Blinken’s visit was postponed in February after the Chinese spy balloon incident, in which an aircraft equipped with surveillance technology drifted over sensitive US military sites before it was shot down off the east coast.
Biden offered a renewed defense of China’s government over the incident as Blinken kicked off his trip on Saturday.
“I don’t think the leadership knew where it was and knew what was in it and knew what was going on,” Biden told reporters. “It was, I think it was more embarrassing than it was intentional.”
“And so, I’m hoping that, over the next several months, I’ll be meeting with Xi [Jinping] again and talking about legitimate differences we have but also how there’s areas we can get along,” he concluded.

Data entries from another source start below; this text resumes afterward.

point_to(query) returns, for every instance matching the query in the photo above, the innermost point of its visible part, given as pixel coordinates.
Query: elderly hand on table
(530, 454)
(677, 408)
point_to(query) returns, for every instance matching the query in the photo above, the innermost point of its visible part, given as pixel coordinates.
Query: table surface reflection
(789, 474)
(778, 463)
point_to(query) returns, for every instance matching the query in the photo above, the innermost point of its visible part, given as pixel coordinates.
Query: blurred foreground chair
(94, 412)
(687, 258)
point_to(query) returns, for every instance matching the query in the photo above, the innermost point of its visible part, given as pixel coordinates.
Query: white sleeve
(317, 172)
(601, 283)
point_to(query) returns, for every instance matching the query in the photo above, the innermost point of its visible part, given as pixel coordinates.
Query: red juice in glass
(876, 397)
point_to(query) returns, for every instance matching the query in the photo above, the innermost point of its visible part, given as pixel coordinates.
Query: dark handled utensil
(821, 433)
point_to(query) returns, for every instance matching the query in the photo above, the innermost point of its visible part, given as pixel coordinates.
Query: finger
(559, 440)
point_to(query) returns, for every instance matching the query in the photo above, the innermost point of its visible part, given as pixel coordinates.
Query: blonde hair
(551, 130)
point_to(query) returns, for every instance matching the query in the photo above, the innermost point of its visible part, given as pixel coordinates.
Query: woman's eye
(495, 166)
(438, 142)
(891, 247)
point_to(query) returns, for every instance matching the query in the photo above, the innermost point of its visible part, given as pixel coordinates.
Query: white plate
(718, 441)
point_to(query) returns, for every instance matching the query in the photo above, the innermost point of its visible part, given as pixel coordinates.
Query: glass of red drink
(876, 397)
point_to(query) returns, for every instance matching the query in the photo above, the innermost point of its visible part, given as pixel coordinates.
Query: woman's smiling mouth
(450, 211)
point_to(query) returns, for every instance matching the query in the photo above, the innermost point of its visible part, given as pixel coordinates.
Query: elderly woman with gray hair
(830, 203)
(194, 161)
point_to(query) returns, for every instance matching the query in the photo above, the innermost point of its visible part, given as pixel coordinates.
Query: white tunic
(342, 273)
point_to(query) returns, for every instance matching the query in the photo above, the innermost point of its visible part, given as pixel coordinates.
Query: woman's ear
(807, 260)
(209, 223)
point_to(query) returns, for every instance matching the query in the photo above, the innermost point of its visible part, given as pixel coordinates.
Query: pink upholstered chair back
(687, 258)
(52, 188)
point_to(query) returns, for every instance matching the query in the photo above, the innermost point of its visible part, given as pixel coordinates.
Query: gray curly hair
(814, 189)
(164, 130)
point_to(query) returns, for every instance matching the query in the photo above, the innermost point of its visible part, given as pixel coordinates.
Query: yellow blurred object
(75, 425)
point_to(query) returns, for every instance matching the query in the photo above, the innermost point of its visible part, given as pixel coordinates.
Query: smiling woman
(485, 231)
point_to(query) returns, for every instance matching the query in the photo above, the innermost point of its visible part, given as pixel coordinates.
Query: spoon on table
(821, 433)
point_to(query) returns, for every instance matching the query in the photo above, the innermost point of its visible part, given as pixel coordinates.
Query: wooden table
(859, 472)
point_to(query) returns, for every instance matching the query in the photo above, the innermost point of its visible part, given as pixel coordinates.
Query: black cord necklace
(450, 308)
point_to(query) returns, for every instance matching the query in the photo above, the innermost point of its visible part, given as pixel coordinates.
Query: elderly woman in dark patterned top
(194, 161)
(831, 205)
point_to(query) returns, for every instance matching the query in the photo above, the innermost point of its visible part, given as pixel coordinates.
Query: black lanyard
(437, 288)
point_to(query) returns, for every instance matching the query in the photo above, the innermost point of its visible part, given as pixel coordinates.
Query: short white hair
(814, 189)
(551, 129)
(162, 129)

However, also on Saturday, a Biden administration official confirmed that China has been spying on the US from a base in Cuba after the White House initially denied reports.
Blinken’s Trip Criticized
During a call on Wednesday, Blinken’s Chinese counterpart Foreign Minister Qin Gang pointedly stated that the US should “stop interfering in China’s internal affairs and undermining China’s sovereign security and development interests in the name of competition.”
China has also grown closer to Russia during its invasion of Ukraine, leading pundits to be skeptical that any progress can be made during this Blinken’s visit or in the near future.
“Blinken’s trip to China makes no sense from the foreign policy standpoint and he should just turn around and go home – cancel this trip,” Rebekah Koffler, a former Defense Intelligence Agency officer, told Fox News.
“Washington knows the trip is pointless because in a pre-trip briefing on Wednesday, U.S. officials revealed they have no expectation of a breakthrough in U.S.-China relations that are at a low point.”